The minister for disabled people, Tom Pursglove, spoke briefly about the importance of the Access to Work scheme at a fringe event at the Conservative party conference on Monday, but failed to mention the new figures.
He also mentioned Access to Work at another fringe event the next day, and again failed to mention the significant increase in spending.
The number of disabled people who received some kind of Access to Work (AtW) provision rose by nearly a quarter (23 per cent) to 47,230 in the year to 2022-23, although about 14,000 of those people only received a payment for an assessment.
The remaining 33,000 receiving a payment to provide an element of AtW provision – such as aids and equipment, help with the cost of travelling to work and adaptations to work premises – again the highest number on record.
And the number of people who had an assessment rose by nearly half (48 per cent), compared to 2021-22.
The number of disabled people who received an Access to Work payment for a support worker rose by 14 per cent on the year to more than 12,000.
There were also significant increases in the number of disabled people receiving an AtW payment for mental health support (a nine per cent rise) and travel to work (a 28 per cent rise).
Despite the successful expansion of the scheme, there are still significant waiting-times for disabled people waiting for a decision on their AtW claim, with unpublished figures released to Disability News Service (DNS) in July showing there were still more than 23,000 disabled people waiting for their claim to be dealt with.
That had fallen to just under 22,000 by 5 September.
But despite the government’s apparent success in expanding the scheme, a DWP spokesperson declined to welcome the figures when approached by DNS.
Asked why the figures had risen so sharply, and whether ministers welcomed the increase, a spokesperson said: “Our Access to Work grants are available to disabled employees to cover the additional costs of in-work adjustments and we are recruiting new staff to meet increased demand for the scheme.

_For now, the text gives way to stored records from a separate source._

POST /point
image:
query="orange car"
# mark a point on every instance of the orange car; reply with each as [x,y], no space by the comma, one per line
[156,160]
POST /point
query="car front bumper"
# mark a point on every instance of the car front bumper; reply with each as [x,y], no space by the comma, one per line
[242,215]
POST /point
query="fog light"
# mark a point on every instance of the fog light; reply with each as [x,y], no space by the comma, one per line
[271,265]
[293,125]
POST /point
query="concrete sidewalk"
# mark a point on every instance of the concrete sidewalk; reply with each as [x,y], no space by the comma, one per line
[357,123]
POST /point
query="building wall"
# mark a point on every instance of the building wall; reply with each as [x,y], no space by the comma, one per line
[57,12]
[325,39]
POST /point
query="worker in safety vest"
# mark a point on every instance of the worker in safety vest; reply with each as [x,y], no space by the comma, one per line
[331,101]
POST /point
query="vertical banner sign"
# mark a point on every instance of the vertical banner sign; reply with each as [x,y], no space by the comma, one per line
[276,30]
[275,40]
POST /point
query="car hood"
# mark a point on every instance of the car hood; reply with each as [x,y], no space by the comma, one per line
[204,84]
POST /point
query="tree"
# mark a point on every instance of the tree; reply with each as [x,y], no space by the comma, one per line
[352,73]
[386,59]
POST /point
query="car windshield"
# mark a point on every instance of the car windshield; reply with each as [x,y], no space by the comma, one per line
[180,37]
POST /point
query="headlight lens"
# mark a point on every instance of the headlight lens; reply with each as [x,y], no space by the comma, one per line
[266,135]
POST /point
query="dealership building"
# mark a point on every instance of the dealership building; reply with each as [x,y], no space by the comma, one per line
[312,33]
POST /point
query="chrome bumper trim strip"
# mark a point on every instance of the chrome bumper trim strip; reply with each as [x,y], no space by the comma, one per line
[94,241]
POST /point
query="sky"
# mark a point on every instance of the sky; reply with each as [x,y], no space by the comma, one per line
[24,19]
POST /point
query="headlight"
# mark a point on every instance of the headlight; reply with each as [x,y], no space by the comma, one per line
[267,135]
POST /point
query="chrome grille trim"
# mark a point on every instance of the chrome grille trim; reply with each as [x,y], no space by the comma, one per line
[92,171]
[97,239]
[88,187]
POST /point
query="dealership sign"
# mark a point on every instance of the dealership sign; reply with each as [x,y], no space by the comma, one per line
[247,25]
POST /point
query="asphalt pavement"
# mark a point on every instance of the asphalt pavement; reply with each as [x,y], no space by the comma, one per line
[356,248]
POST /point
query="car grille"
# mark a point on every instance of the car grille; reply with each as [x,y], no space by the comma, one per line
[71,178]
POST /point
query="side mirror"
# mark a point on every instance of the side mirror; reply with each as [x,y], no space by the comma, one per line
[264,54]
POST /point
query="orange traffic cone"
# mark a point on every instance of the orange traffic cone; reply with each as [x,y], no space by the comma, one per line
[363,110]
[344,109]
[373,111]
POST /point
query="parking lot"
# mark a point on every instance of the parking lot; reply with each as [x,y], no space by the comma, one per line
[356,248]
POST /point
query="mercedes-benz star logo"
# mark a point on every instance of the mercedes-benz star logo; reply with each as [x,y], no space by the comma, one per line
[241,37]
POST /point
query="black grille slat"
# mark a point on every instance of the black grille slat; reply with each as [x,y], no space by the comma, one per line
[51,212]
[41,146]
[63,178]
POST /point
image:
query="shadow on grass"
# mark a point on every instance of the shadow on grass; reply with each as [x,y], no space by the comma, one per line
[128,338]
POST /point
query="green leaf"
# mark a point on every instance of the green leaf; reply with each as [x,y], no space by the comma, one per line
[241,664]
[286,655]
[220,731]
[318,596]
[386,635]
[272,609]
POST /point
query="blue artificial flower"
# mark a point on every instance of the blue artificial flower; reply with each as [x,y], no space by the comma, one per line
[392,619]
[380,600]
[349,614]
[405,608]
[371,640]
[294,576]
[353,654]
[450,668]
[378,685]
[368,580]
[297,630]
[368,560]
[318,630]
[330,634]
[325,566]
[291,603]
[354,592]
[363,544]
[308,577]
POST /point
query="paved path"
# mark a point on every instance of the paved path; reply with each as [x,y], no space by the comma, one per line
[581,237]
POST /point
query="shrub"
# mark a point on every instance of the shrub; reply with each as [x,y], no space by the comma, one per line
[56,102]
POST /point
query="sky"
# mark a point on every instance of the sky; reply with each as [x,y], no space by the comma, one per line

“Our extensive wraparound will support disabled people to sustain employment in the long term.”
They also said: “We are committed to supporting disabled people who want to work to do so, and latest figures show disability employment has risen by a total of 1.6 million since 2017.”
DWP and ministers have been told repeatedly that these disability employment figures are deeply misleading.
Government figures released in January found that 60 per cent of the increase in disabled people in employment was simply due to a sharp rise in the number of people identifying as disabled.
Those figures estimated that only 15 per cent of the increase in disabled people in work was due to a narrowing in the disability employment gap – the difference in the proportion of disabled and non-disabled people in jobs.
But DWP also admitted to DNS that it could not prove that even this small proportion of the increase was due to government policies.